The co-op will also help refurbish bicycles and sell new accessories.
And along the lines of making the City greener one cyclist at a time, Dan Korman, an Over-the-Rhine resident, will open his store Park + Vine, Downtown, in May. His store will feature goods for the ecologically-minded and will include an indoor bike rack. No stranger to cycling, Korman, 39, recently worked in marketing and communications for Chicago Bicycle Association.
And while he says there’s no point comparing the Windy City’s cycling initiatives to Cincinnati’s, he is positive about our Downtown community’s efforts to use more bikes. “If you go to the American Bike League’s Web site, you’ll read that a bike friendly community is one where municipal workers use bikes.”

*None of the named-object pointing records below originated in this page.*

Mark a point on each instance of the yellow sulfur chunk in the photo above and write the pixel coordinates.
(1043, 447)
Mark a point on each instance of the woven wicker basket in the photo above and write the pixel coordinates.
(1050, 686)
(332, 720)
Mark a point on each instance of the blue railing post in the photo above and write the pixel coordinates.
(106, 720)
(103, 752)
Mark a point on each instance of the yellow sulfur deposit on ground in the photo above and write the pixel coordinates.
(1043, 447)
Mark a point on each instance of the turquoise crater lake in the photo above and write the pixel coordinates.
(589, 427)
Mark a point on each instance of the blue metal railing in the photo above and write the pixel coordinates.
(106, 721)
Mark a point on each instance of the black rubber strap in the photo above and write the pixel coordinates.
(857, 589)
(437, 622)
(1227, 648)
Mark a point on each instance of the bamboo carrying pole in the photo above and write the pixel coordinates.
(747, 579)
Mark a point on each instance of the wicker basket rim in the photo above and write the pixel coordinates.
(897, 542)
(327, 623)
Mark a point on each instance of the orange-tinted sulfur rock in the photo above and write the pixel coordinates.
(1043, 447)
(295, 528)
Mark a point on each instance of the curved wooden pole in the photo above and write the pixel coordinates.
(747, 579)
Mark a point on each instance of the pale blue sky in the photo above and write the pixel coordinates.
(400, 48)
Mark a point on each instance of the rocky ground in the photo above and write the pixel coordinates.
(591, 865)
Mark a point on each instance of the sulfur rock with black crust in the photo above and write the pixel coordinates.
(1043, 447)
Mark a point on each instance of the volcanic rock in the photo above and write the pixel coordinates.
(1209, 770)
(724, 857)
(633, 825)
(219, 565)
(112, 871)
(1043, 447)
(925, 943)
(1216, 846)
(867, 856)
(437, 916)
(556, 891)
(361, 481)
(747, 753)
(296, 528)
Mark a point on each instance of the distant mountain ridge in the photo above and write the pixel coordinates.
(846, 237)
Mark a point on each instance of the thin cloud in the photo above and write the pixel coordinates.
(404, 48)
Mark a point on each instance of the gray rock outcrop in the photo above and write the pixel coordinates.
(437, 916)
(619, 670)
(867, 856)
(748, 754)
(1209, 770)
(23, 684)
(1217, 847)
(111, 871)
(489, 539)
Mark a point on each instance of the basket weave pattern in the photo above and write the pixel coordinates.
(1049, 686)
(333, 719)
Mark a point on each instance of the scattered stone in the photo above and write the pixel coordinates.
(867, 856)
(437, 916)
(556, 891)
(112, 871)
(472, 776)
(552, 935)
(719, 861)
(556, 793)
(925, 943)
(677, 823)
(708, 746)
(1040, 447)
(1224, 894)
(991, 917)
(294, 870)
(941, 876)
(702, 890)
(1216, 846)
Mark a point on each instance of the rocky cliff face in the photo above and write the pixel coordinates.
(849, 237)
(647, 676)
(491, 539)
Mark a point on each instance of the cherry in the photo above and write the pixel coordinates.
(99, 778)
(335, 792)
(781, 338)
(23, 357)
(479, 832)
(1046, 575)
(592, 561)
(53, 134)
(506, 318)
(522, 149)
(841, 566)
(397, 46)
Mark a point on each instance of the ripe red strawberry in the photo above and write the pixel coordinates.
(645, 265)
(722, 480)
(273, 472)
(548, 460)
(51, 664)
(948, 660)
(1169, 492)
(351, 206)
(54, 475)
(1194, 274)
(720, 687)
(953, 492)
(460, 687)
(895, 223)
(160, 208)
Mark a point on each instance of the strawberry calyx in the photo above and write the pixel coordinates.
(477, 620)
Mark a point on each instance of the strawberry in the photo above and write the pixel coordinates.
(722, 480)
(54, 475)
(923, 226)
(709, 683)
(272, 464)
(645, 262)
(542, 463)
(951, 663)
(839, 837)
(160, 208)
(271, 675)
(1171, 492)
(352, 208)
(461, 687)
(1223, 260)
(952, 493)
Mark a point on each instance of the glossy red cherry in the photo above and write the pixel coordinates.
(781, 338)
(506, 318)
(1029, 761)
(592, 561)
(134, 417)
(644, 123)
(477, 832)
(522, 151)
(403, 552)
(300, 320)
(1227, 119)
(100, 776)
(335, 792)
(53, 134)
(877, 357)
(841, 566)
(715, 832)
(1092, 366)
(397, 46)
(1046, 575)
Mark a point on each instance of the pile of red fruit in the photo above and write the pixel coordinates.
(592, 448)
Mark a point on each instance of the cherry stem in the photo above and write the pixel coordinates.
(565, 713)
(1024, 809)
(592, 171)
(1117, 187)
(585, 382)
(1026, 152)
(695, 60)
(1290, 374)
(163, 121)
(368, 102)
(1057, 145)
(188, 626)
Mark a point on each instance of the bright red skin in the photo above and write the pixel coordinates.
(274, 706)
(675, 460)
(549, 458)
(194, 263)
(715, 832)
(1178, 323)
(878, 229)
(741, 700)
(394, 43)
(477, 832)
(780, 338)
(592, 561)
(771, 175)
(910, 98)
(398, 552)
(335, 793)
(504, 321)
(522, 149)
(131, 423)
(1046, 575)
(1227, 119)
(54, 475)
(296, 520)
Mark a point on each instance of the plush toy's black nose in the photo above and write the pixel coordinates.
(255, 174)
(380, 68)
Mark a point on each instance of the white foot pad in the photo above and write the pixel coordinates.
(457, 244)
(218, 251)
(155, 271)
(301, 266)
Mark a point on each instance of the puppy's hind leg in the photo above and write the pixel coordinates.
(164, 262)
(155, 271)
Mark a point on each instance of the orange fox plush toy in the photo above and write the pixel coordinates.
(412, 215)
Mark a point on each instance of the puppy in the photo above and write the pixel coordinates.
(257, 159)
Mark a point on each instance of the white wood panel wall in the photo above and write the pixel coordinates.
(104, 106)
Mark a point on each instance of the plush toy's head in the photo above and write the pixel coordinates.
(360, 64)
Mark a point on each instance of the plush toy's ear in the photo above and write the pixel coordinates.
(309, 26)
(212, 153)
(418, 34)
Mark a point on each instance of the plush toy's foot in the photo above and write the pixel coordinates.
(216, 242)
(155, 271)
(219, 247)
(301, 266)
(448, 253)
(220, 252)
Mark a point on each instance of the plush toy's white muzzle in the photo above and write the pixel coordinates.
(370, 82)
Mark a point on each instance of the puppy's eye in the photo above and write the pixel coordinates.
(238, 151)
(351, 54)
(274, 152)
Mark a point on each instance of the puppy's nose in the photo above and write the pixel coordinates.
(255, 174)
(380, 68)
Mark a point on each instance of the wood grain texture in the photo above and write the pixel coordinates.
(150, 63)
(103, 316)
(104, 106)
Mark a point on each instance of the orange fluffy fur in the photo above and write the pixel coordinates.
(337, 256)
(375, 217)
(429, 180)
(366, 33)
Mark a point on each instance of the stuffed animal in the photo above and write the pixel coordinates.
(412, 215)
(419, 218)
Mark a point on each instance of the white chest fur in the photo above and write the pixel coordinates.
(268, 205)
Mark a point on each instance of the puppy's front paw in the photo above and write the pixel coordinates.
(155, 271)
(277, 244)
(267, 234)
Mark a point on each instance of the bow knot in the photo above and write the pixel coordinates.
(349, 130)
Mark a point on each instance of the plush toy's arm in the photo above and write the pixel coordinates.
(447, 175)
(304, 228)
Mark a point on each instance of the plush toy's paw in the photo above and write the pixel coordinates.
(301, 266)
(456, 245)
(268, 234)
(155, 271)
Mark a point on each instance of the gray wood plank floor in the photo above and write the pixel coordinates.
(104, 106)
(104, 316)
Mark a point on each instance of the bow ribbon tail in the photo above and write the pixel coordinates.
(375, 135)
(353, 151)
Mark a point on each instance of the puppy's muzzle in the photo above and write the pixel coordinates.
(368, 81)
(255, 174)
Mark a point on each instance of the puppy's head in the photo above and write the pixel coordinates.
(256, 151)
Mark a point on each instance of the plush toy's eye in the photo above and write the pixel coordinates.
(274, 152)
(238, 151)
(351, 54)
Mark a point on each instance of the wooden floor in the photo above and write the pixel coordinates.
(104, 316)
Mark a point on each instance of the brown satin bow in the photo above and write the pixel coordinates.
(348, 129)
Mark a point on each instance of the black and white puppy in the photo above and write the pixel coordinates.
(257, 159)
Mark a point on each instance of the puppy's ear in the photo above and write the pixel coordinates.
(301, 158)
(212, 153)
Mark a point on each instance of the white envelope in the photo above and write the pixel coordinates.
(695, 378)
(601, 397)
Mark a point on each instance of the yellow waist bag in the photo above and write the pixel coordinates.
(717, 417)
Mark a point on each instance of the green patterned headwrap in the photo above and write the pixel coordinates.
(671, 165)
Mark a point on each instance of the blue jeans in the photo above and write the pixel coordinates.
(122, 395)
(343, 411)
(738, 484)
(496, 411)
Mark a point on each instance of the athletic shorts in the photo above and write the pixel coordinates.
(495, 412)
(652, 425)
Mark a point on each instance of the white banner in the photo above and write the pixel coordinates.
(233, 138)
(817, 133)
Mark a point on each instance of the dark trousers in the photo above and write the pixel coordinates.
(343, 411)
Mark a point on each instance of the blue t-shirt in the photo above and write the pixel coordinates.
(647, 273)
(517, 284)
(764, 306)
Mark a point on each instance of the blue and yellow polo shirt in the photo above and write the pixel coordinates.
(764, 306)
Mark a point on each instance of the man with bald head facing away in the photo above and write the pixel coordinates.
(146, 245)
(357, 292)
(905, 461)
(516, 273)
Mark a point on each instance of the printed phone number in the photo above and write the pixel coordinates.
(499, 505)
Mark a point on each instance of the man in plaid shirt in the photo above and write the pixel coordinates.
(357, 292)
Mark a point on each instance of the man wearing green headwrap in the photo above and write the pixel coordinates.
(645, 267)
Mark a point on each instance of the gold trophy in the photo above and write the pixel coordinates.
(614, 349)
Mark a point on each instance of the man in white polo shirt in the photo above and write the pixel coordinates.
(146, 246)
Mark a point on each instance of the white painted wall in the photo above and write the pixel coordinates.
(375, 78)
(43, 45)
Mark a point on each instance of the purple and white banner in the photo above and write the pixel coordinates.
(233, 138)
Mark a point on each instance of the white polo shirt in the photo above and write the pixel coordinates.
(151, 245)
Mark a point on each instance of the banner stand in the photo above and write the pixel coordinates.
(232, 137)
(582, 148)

Look around Downtown, says Korman, and you will see Cincinnati Police officers on bikes, as well as Downtown Cincinnati Inc.’s Downtown Ambassadors, who are on hand to assist Downtowners and help keep the streets safe and clean.
“I think we’re pretty bike-friendly,” he says.
And Cincinnati may be one pedal ahead of Northern Kentucky when it comes to urban cycling issues.
Jason Resor, owner of Resor Bicycle on Eighth and Monmouth Streets in Covington, hopes the government on his side of the River will sit up and take notice.
“Northern Kentucky isn’t as focused and directed [in bike-advocacy efforts],” says Resor, who has operated Resor Bicycle for about seven years.
He says that although the Kentucky Mountain Bike Association is active in getting new trails completed, there is not much happening in the way of better policies for the urban cyclist.
There are many governing bodies within a smaller area (than in Cincinnati) says Resor. And that can make things complicated, although there is progress.
“Boone County has been really stepping up. It has been widening some roads,” says Resor. “We are just trying to be a part of a greener Downtown [too].”
And many think that that may be happening, as more people witness such changes in other cities.
“Chris and I were in Portand, Oregon, recently,” says Hardesty. “We rode our bikes to a park in the middle of the city that didn’t allow cars. I mean, we’re talking a forest right in the middle of the city.”
Hardesty says she looked over at her husband, and asked him if he thought something like that could ever work in Cincinnati. He wasn’t so sure, she says.
“But I really think it could be done. Some day I think people here will be open to something like that.”
And she could be right. As more trails open and roads widen for cyclists, and as more living in the City’s core forego cars for bikes – even if it’s just to the market and back – Downtown may just be getting greener – one cyclist at a time.